The study included only second trimester fetuses, which we see as a strength. As pointed out by Millischer et al., ¹⁹ MRI in the second trimester involves special challenges including increased fetal movements. Early detection of fetal anomalies is imperative, especially in countries with a gestational age limit for termination of a pregnancy. Moreover, early detection of an anomaly is a prerequisite to correctly monitor the pregnancy and plan for optimal delivery in case the patient decides to fulfill the pregnancy. Another strength is that a large number of the terminated pregnancies was autopsied, 88% in category III.

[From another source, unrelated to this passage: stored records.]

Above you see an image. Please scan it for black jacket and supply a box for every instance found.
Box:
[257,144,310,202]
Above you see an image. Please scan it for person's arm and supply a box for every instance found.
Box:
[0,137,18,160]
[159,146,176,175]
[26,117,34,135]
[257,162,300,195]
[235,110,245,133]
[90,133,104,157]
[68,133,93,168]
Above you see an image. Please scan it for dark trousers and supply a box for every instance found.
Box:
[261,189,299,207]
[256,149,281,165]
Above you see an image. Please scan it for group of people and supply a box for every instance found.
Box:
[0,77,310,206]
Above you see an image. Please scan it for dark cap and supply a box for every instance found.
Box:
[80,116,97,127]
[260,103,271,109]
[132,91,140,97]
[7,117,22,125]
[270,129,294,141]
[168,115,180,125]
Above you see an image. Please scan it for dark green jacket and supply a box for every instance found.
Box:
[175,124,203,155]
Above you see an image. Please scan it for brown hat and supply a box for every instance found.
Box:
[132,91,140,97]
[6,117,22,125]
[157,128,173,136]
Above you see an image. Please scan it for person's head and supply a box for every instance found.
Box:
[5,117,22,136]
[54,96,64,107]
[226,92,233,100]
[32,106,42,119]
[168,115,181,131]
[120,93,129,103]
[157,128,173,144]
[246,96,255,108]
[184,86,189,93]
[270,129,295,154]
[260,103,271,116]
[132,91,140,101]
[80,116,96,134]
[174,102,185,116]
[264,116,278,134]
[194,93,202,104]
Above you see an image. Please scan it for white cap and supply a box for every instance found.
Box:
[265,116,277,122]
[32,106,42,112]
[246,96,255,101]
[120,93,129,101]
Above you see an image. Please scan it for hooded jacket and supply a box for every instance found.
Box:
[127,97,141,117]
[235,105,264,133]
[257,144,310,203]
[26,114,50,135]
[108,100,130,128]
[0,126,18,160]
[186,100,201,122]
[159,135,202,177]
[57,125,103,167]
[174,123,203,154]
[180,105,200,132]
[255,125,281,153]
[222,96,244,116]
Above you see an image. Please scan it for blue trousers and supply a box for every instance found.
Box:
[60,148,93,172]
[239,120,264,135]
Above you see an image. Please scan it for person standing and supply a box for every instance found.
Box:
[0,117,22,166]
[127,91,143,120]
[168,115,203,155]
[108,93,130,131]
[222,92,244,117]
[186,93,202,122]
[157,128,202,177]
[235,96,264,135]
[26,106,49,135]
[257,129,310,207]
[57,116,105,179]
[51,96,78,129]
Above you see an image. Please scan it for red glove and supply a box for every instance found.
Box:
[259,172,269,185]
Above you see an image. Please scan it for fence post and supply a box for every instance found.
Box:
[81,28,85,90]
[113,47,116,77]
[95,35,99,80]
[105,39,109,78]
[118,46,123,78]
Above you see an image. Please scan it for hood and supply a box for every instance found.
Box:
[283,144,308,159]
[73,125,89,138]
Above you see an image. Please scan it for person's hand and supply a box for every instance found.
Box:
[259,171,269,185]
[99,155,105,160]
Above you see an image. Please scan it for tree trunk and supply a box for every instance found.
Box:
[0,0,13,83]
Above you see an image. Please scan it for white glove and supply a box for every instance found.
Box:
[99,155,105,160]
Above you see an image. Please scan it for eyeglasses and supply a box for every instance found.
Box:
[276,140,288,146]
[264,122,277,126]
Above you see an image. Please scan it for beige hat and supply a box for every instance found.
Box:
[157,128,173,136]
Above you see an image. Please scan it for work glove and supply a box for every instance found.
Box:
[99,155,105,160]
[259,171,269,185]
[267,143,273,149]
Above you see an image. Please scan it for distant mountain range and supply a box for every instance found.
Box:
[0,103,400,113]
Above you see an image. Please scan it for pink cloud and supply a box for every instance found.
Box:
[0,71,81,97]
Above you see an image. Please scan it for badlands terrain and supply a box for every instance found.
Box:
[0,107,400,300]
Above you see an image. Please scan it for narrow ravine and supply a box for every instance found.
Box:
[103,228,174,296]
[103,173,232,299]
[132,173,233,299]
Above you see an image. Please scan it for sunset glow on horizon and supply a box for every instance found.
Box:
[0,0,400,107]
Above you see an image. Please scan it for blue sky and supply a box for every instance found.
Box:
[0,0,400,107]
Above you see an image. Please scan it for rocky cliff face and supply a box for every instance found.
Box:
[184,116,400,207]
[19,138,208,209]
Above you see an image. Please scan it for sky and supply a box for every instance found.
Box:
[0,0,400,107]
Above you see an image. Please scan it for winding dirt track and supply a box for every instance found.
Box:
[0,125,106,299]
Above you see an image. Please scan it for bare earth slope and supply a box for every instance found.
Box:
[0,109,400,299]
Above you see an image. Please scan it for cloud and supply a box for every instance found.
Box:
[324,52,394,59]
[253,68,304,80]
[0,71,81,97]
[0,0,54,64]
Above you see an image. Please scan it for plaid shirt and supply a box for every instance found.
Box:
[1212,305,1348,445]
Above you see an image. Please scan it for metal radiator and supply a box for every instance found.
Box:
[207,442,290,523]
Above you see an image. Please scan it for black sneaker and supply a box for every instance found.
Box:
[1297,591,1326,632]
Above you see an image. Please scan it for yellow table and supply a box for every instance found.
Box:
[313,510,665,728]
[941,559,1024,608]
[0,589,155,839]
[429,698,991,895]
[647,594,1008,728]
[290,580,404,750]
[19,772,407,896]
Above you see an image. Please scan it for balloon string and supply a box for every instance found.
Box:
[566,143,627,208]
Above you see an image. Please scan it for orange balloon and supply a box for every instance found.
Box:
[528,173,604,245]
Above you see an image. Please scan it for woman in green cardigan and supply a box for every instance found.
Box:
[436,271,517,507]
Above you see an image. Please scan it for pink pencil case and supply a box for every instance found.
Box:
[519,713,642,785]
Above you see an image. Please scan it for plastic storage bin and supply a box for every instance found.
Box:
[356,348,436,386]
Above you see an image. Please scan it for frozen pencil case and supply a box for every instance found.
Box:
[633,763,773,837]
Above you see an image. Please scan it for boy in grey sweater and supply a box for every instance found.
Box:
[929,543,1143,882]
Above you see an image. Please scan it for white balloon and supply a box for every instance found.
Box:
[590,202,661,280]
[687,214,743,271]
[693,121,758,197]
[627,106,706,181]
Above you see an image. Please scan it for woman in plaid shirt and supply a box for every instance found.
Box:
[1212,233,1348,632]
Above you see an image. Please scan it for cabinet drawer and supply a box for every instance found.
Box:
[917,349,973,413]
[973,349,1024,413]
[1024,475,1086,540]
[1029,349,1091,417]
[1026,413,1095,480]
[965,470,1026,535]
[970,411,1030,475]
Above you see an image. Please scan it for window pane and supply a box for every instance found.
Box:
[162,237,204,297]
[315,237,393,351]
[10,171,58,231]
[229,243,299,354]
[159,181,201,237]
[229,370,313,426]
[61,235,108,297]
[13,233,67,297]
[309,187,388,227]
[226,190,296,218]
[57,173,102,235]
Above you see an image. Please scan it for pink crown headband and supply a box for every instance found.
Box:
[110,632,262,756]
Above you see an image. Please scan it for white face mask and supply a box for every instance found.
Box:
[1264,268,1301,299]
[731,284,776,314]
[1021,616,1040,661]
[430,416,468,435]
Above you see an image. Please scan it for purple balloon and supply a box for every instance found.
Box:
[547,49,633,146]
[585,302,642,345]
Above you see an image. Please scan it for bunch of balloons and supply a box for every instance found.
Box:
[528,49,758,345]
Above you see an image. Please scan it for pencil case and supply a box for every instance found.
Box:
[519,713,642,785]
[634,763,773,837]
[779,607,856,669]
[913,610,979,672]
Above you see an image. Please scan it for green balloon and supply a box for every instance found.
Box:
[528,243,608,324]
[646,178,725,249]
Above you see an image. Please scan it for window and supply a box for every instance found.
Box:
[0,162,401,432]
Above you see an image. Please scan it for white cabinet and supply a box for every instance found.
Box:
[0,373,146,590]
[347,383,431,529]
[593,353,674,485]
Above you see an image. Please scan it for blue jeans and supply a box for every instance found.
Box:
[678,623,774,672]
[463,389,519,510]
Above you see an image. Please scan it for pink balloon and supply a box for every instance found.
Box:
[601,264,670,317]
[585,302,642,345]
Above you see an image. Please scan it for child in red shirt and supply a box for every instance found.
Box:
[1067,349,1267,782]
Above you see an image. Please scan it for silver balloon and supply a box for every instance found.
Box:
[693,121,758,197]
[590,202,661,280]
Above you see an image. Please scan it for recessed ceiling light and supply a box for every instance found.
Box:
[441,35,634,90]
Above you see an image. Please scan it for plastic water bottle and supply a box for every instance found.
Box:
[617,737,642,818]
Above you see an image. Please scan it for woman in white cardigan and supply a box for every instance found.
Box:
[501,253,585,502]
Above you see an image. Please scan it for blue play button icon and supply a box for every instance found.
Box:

There are some limitations of the present study that should be acknowledged. A limitation is the retrospective study design, meaning that data were collected from medical records. Due to findings in our previous publications,^9,10 only selected cases were sent for MRI. This can be seen as a selection bias but, on the other hand, it is a reflection of how new knowledge is implemented in clinical practice. About 10 years have elapsed since the study examinations were performed and the quality of the ultrasound or MRI examinations has changed marginally and for both modalities. The same protocols are used today. We did not perform neurosonography by vaginal ultrasound, which can provide additional information to abdominal ultrasound. ¹⁷ Thus, neurosonography might have implied an improved performance of ultrasound. However, we performed ultrasound examinations as it is usually done in Sweden. Moreover, the study material consists of a heterogeneous group of diagnoses, and the study size does not permit sub-group analyses.

In conclusion, our previous findings could be validated. MRI complements ultrasound and improves diagnosis of fetal CNS- and non-CNS anomalies especially when oligohydramnios or maternal obesity is present.